Potential fraud is focus of SSU raid

Authorities are investigating whether fraud was involved in the misappropriation of grant funds by a Sonoma State University department that was shut down in 2007.

The latest turn in the long-running investigation into SSU's California Institute of Human Services came Thursday when the school's administration and finance department was raided by the FBI and other investigators.

The Sonoma County District Attorney's Office led the operation and said that the investigation involved the "administration and disbursement" of "tens of millions of dollars" in grants given to the university and managed by the institute.

The department was closed amid a cloud of questions about its finances. Its managers obtained federal and state grants for SSU - $22 million a year by 2006 - and provided training and education to social service agencies.

Asked what kind of charges might result from the ongoing investigation, Assistant District Attorney Diana Gomez said that, if a case developed, "It would be some kind of fraud charges; it's both federal or state funds we're looking into. It could be a whole gamut of things."

The institute's two top administrators - Tony Apolloni and George Triest - were dismissed. No charges were ever filed against them, Gomez said.

"There were things that were being looked into," she said. "That's still part of this investigation."

Attempts to reach Apolloni, who also is an administrator in the Napa County schools system, and Triest for comment haven't been successful.

Computers and boxes of material were carted away from the university Thursday and it will take a while to sort through and examine, Gomez said.

"It's not something that can be finished within a week or two, it is kind of a lengthy investigative process," she said.

The search warrant, which was signed Feb. 17 by a Sonoma County Superior Court judge, allowed for seizure of an enormous array of materials, including computer hard drives, credit card receipts and e-mails.

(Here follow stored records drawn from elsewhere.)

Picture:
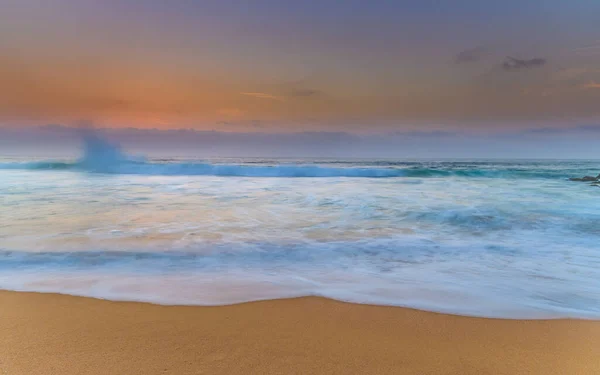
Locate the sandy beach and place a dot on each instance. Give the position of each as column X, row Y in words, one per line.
column 62, row 335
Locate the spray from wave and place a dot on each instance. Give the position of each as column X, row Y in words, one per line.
column 102, row 156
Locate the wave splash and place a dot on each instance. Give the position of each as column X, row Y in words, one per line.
column 102, row 156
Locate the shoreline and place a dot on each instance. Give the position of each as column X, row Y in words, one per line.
column 547, row 317
column 43, row 333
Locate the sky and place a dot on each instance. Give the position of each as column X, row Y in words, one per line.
column 479, row 68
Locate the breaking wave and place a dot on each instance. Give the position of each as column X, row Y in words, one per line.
column 102, row 156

Other materials sought included "any and all correspondence related to the disbursement of grant money" and "any and all records showing who had authority to approve disbursement" of grant awards.

Passalacqua said Thursday that at least 20 grants were being looked at.

Grant-related scandals of the sort that brought the FBI to the sprawling SSU campus on Thursday are "rare," said Andrew Mytelka, news editor at the Chronicle of Higher Education, which covers higher education and academia.

"Just based on our own reporting, I just don't see lots of cases where universities are accused of abusing the system," Mytelka said.

Research-related academic controversies involving conflicts of interest are far more common, he said.

The DA's Office has been investigating the case for more than a year, said Gomez. Passalacqua and SSU President Ruben Armina? said Thursday that it had been prompted in part by an SSU Police Department investigation that had been turned over to the DA's Office.

The university police on Thursday referred questions about the report to the DA's Office.

Faculty members who have quarreled with Armina? over his leadership of the campus have said that the institute's problems stemmed in part from what they assert is a pattern of unwise financial decisions by Armina?.

The investigation is focused solely on the institute, Gomez said.